The author of bestsellers like Labyrinth, The Burning Chambers and The Taxidermist’s Daughter spent lockdown writing the book on which the show is based, Warrior Queens & Quiet Revolutionaries.

“The book, is a celebration of nearly 1,000 incredible women from all periods of history and all corners of the globe,” she explains. The tour will be the same. 

“It was my lockdown project, researching all these amazing women, I wouldn’t have had time to do it otherwise. And then I thought ‘I’d just really enjoy sharing these stories with bigger audiences’.”

Kate labels the show her “love letter to history”, adding: “There will be music, props, a proper set, pictures… and me. 

“As well as plenty fun facts and ‘did-you-knows’, I’ll tell the life stories of some of the most interesting, most inspiring, most astonishing women from the book.”

One of the most impressive women in the show is the great British footballer, Preston’s finest, Lily Parr. She will be featured in films of the day and a prop will be an original 1920s football.

“She’s a legend who scored more than 1,000 goals in her time,” says Kate.

“When people say fans don’t want to watch women playing football, that’s just not true. Women’s football was the biggest sport in the early 20th century, particularly when most men were away in the trenches during the First World War.” 

A match on Boxing Day in 1920 between the leading women’s teams – Lily Parr playing for Dick Kerr’s Ladies – was watched by 48,000 people, the biggest crowd for a women’s match until the Lionesses won the European Cup Final in 2022.
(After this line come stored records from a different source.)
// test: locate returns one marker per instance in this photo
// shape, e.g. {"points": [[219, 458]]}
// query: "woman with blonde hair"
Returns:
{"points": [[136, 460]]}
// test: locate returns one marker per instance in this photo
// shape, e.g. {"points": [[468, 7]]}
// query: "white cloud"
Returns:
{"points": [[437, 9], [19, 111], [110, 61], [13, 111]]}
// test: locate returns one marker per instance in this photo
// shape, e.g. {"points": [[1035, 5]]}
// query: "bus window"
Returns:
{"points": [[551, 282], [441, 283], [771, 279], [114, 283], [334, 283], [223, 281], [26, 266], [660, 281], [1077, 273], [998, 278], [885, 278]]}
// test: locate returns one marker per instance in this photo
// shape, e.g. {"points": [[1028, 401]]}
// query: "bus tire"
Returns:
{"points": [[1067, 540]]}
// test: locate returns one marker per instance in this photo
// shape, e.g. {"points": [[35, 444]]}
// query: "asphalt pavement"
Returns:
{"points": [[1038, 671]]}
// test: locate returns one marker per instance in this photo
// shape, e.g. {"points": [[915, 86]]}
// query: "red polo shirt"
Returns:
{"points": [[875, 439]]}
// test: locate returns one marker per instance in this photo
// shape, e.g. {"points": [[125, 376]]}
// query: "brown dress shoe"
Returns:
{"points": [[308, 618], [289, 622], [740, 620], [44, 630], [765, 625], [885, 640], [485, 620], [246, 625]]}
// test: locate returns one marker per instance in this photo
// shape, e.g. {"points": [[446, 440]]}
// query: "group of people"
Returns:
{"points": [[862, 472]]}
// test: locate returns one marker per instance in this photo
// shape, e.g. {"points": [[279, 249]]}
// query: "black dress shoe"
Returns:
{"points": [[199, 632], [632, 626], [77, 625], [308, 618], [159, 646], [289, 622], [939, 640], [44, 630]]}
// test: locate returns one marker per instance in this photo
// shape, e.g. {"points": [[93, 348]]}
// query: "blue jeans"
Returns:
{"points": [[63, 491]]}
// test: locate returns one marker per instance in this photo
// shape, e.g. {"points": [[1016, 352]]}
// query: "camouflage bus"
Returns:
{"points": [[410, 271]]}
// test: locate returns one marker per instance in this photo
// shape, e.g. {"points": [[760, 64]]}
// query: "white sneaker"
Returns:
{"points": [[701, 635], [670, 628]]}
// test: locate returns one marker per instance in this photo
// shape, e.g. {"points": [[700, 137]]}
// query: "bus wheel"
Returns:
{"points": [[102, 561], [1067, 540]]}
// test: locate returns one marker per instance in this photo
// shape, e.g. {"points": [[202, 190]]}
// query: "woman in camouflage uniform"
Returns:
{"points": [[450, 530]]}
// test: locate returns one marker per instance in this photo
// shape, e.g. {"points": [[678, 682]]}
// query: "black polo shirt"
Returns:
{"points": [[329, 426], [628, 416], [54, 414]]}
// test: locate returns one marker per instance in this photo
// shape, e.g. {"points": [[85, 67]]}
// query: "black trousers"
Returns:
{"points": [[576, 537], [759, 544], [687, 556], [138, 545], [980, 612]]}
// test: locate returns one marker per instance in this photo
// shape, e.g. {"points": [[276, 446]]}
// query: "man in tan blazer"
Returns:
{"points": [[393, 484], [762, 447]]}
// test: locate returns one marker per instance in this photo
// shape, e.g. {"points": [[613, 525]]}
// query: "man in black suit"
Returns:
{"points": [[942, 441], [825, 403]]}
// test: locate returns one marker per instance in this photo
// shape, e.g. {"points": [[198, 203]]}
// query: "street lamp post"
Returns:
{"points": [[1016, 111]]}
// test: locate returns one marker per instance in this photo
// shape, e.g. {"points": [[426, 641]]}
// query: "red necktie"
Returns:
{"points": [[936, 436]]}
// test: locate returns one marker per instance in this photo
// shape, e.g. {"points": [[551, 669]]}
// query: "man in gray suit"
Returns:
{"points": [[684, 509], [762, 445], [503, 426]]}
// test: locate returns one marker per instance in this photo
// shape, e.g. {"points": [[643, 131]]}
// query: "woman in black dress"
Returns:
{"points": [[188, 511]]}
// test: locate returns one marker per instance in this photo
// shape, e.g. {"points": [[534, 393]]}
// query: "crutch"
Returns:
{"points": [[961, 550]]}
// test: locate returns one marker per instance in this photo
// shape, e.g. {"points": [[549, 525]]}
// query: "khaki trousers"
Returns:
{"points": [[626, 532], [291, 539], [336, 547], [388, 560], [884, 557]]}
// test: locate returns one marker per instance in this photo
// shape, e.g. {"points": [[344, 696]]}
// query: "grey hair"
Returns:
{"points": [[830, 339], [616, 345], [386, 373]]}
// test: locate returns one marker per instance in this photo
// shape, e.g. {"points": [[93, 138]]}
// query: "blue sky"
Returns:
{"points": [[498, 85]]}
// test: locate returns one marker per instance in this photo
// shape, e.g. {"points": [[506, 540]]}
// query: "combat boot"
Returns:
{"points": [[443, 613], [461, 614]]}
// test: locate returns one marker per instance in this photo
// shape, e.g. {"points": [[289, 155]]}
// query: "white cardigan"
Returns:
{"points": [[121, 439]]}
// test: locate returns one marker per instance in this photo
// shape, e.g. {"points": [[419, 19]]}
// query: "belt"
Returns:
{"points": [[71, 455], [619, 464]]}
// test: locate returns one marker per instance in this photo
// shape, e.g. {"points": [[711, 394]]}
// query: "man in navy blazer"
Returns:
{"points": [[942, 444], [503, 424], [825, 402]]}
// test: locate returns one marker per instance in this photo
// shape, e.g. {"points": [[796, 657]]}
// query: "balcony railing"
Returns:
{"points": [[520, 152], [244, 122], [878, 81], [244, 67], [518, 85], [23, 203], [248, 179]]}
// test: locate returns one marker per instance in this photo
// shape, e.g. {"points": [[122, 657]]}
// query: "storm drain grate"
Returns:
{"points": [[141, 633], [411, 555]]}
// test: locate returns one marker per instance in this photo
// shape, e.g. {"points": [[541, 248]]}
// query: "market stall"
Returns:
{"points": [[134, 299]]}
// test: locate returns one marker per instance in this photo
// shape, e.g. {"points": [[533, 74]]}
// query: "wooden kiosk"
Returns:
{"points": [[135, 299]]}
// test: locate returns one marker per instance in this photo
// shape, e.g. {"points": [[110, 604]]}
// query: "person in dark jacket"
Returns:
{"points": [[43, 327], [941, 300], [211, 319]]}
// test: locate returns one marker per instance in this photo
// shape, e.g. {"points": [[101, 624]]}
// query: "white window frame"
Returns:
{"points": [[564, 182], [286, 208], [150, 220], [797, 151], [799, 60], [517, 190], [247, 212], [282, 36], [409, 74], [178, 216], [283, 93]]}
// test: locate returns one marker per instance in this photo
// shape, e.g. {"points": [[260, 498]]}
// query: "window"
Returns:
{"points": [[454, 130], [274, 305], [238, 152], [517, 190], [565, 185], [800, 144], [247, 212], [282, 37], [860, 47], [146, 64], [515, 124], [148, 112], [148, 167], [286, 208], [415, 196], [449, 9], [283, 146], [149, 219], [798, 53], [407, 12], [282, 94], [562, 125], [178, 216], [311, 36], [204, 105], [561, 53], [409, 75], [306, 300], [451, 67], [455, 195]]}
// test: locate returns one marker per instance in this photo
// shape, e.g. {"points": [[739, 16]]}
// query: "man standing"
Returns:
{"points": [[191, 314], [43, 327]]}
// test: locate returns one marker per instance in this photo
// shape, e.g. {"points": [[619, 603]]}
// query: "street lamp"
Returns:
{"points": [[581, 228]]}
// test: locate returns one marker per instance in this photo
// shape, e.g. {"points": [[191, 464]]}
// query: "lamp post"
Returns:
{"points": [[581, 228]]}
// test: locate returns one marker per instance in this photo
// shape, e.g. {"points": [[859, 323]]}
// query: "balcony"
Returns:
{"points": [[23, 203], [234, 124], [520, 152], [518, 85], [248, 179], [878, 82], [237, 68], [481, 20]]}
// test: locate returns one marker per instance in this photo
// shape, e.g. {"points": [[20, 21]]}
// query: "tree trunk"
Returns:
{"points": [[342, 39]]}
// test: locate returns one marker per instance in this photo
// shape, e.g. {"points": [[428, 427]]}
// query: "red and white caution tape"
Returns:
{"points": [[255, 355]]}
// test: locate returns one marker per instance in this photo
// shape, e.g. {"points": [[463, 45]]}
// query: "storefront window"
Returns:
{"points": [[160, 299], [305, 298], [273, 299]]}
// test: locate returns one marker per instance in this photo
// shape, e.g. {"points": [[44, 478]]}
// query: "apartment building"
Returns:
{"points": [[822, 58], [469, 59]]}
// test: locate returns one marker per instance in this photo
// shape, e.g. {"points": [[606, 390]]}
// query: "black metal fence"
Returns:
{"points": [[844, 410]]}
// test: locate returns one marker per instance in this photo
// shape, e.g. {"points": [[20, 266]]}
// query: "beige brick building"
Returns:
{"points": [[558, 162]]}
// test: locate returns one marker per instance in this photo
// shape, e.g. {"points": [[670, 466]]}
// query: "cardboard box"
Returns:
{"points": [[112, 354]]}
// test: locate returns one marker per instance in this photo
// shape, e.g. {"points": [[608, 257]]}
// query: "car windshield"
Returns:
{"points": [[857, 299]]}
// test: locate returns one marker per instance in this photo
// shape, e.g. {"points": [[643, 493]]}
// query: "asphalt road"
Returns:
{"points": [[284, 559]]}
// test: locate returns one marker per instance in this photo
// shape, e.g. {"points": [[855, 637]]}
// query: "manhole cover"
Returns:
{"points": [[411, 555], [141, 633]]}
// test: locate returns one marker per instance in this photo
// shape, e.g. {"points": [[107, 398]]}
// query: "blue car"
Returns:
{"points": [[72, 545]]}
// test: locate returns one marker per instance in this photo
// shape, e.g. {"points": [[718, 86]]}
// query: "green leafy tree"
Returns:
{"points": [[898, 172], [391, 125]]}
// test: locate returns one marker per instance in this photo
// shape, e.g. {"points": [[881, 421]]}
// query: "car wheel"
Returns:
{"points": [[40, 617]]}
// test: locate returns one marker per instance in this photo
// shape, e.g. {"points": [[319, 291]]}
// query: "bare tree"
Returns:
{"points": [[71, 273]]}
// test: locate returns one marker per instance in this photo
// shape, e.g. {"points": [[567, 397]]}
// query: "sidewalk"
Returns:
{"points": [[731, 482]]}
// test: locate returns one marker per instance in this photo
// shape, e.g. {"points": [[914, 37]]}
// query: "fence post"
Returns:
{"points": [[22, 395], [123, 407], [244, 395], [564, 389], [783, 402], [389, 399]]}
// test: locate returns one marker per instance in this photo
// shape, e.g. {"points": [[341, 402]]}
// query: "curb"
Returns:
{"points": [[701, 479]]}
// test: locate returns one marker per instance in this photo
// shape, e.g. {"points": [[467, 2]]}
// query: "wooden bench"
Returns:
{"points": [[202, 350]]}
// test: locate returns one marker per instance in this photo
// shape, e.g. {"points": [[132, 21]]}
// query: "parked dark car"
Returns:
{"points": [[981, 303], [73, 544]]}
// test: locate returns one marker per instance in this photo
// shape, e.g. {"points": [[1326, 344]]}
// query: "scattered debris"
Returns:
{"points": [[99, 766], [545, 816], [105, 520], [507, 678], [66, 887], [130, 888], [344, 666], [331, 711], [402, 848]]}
The audience will get the chance to highlight more women from history. “I’ll be asking as they leave to nominate the one woman from history they would have put in my book,” says Kate. 

“The audience and I will be building a massive library of women, many more even than the thousand I mention in my book.”

Warrior Queens & Quiet Revolutionaries will be at G Live in Guildford on Tuesday 14 March.